TAEM- The Arts and Entertainment Magazine recently attended the Northern Virginia Astronomy Club February meeting that was held at George Mason University. The guest speaker for the evening was Andrea Jones from the NASA Goddard Space Flight Center.
The program centered upon the latest achievement of NASA involving its newest robotic rover sent to the planet MARS. The mission was established to run a number of experiments for possible future manned landings on the red planet. There have been a number of robotic instruments sent before, but none large enough to conduct the list of experiments needed to expand our current knowledge of the planet.
NASA therefore needed a new instrument package capable of performing all the tasks that were planned. The new robotic rover was created to house these experiments and it would be about the size of a Mini Cooper It’s weight was about 2,000 pounds and would require a new way of landing on the planet’s surface.
NASA named the new rover Opportunity and its instrument package was installed on the craft to give scientists the answers to many of the questions that was needed to be asked. Its landing was made with a combination of parachutes and rocket engines to give the craft a soft landing. The site chosen was Gale Crater, whose importance centered upon a number of factors including soil eroded by water from a three-mile high mountain at the center of the crater.
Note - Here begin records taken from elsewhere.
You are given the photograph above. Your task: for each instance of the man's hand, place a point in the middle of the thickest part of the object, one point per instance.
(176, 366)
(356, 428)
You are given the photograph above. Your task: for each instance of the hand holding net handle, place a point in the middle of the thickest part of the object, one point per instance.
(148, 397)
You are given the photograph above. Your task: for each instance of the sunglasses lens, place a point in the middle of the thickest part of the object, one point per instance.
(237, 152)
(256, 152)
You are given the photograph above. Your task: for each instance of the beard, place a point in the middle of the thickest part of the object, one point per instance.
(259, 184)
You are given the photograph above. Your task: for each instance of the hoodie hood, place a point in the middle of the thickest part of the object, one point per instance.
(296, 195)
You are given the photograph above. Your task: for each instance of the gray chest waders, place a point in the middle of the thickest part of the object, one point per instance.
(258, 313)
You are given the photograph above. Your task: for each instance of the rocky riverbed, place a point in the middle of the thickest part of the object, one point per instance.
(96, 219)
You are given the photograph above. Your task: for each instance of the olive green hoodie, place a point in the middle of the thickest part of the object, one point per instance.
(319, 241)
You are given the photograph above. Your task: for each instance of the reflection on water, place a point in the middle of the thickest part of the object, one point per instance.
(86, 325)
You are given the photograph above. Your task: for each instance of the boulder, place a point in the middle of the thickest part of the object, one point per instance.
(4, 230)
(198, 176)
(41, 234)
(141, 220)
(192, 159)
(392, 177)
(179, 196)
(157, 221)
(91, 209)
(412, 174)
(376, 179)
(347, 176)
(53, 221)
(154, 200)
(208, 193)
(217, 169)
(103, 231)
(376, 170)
Opportunity’s tools included a camera and a number of instruments needed to perform various experiments. These include the biological potential of the soil, geology and geochemistry of the planet’s surface, discovery of the role of water in the many formations recently discovered, and surface radiation that would effect future manned landings.
Opportunity will join the rest of the rover family now on the planet’s surface and will continue to send back the much needed information to plan future missions. There is even plans to send more of Opportunity’s sister rovers to expand NASA’s quest for this knowledge. We also hope to conduct a one-on-one interview with Andrea in the near future to keep our student readership well informed with this and other missions planned by NASA.